Ripresa dei colloqui Kosovo-Serbia, soluzione alla caduta delle tensioni

Il processo di dialogo tra Kosovo e Serbia rimane sospeso e finora ha fallito alcuni sforzi internazionali per sbloccare la situazione. Questo blocco e continui scontri hanno portato ad aumentare le tensioni tra il Kosovo e la Serbia. Naim Rashit, direttore esecutivo del Gruppo balcanico, racconta della Voce d'America che [...]
Naim Rashit, direttore esecutivo del gruppo balcanico, dice alla voce d'America che la situazione attuale sta mettendo il Kosovo in uno status quo lungo e serio. Dice che un processo continuo del Kosovo- Serbia potrebbe abbassare le forti tensioni tra i due paesi.
Il processo intensivo del processo riduce le tensioni, abbassa il sangue e, naturalmente, con il coordinamento interno, se le élite in Kosovo e Serbia riescono a coordinare le azioni tra di loro perché questo è il principale difetto di questi due anni, ma in quanto tale renderebbe il processo molto più pratico e salvo dall'aumento delle tensioni di”, ha detto.
La vita Krasniqi dell'Istituto Democratico del Kosovo dice che il processo di negoziazione è stato spesso abusato da Pristina e Belgrado, e questo ha anche influenzato le relazioni interetniche nel paese.
“Dialogue Kosovo- La Serbia ha anche influenzato le relazioni interetniche in Kosovo, poiché le comunità sono spesso tenute in ostaggio dalla politica, sia di Pristina che di Belgrado ufficiale. Ciò dimostra che la politica in Kosovo dovrebbe essere più vigile e dovrebbe mostrare una maggiore serietà che certamente il dialogo Kosovo-Serbia rimane una questione di alta importanza, ma non per mettere da parte altre questioni di assunzione.
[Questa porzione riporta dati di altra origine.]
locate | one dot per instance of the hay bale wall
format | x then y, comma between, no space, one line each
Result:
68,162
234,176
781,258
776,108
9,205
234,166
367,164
Gli analisti dicono che i prossimi mesi saranno difficili per continuare il Kosovo- Serbia, secondo loro, sta perdendo interesse per il fattore internazionale nel risolvere il problema tra i due paesi.
Rashit afferma che dal declino degli interessi, il Kosovo avrebbe sofferto di più, dalla gestione delle sfide domestiche a quelle internazionali.
Il Kosovo deve quindi pensare bene e fare soluzioni, è in grado politicamente e istituzionale di mantenere la sostenibilità interna, di consolidare lo stato fino a quando altre circostanze internazionali permettono. Ma sarà uno status quo lungo e serio, che, naturalmente, può essere gestito ma richiede un sacco di impegno politico per il quale non stiamo nemmeno vedendo i leader pronti, ha detto.
Nel frattempo, Life Krasniqi attira anche l'attenzione sulla mancanza di coordinamento delle istituzioni kosovare di fronte ai colloqui con la Serbia, che potrebbe portare a termine un affare povero per il paese.
Resta il fatto che anche se le tariffe vengono rimosse e le parti ritornano al dialogo, il Kosovo non è ancora pronto nel senso che non c'è ancora una posizione unica dello stato del Kosovo che è sostenuto da leader istituzionali, e che certamente danneggia il ruolo del Kosovo, ma anche il futuro del Kosovo e la posizione del Kosovo al tavolo delle chat
Il Kosovo e la Serbia continuano a mantenere invariate le posizioni di fronte alla possibilità di proseguire i colloqui. Fintanto che la Serbia richiede di alzare le tariffe sulle merci serbe come condizione per continuare i colloqui, il Kosovo richiede che i colloqui non siano condizionati.